I know I have to setup a static route on both routers and I know I can use RIP but this is all for tests purposes... to experiment and learn.

Thanks!
 

Garion

Platinum Member
Apr 23, 2001
2,328
6
81
You use static routes when you want to tell a router how to send traffic to another subnet through another router. The two routers have to be on a common IP network - That is, one has to be 10.0.0.x and the other 10.0.0.y.

The "typical" way this is done is to have two routers plugged into a common switch, both having an IP address on the same subnet. Each router has a unique set of subnets behind it, and you need to configure the two routers so they point at each other for the subnets that can be reached by each.

You're close to putting in the right info, just don't have it exactly.

Example: you are trying to configure the 10.0.0.3 router to reach the subnet 192.168.100.0 witha 255.255.255.0 mask by going through the next hop of 192.168.0.3. The information you'd need would be:

Destination IP address: 192.168.100.0
IP Subnet Mask: 255.255.255.0
Gateway IP: 192.168.0.3
Metric: 1 (1 is fine, not really used much)

Unfortunately, you seem to have a problem with your configs - You have two different routers on two totally different IP addresses. If two routers need to be able to send traffic to each other, they have to have one interface on the same subnet. Right now, you have them on two subnets, which won't ever work.

Perhaps this doesn't make sense to me because I'm not sure how your network is laid out (what is plugged into what) and what you're trying to accomplish. Describe this more and we'll figure it out.

- G
 

Schoolies

Senior member
Oct 9, 1999
495
0
76
Thanks Garion,

I think you pretty much explained it.

Someone gave me a router a couple of days ago and I figured I'd test out the static route features... see if I was smart enough to figure it out... apparently not.

What I wanted to do was to have some computers on the 10.0.0.0 network and some on the 192.168.0.0 and allow them to send traffic through to each other. I thought you could do this with the routes.

What I have right now is both routers going to a switch. The internet is not important in this case, i'm just worried about the traffic passing through the routers.

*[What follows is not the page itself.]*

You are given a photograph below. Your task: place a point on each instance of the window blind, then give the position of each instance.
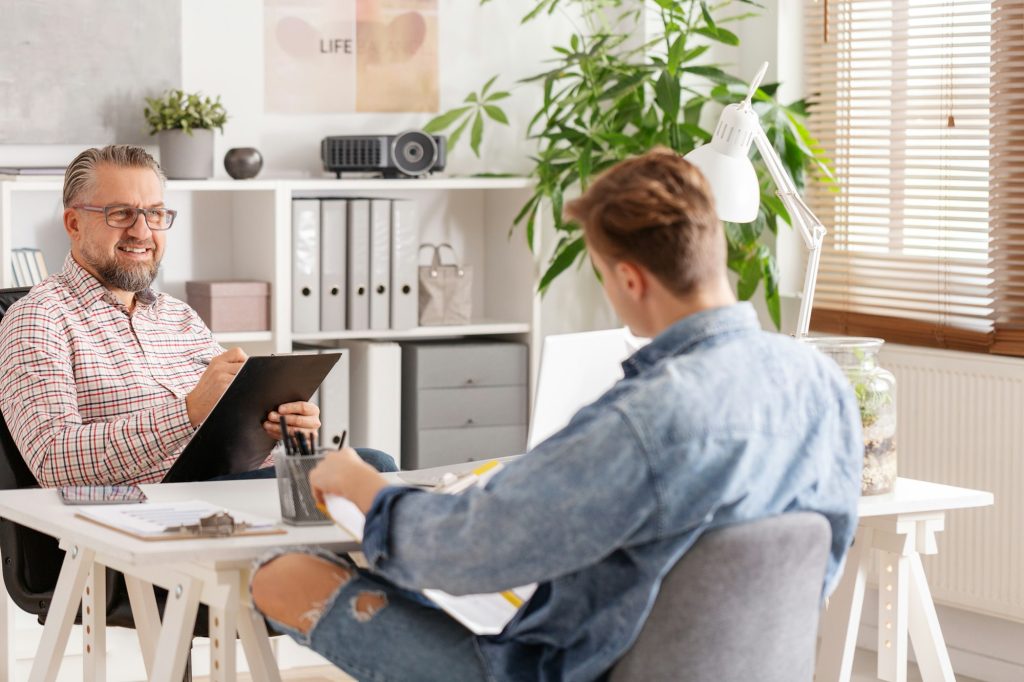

So there would be no way to send traffic between those two subnets?
 

Fuzznuts

Senior member
Nov 7, 2002
449
0
0
if you can get one of the routers on both subnets youll be able to route between them you could do this by adding a secondary ip to one of the routers then apply your routes that way. dirty but it would work

i.e router 1 IP 1 = 10.0.0.3 IP 2 = 192.168.0.254

then on router 2 add a static route for the 10.0.0.0 network over 192.168.0.254
then on router 1 add a static route back to the 192.168.0.0 over 10.0.0.3
this will work but it depends on wether or not your routers
a) have mulitple interfaces / cards
b) if the router has 1 interface will it allow secondary IP's on the one interface.

if they are cheap things they may well just throw a wobbler and do nothing
 

Saltin

Platinum Member
Jul 21, 2001
2,175
0
0
You can do what you want to do with just two routers. Use the WAN port on each router to create a third, common subnet between the two routers (crossover ethernet for connection generally, if the WAN ports switch).
Make sure they are routing and not doing NAT.
If all you want to do is test build routes, that would be a good way to try it.

Edit : Hey it's my three year anniversary at AT. Hardly post at all anymore, what a coincidince!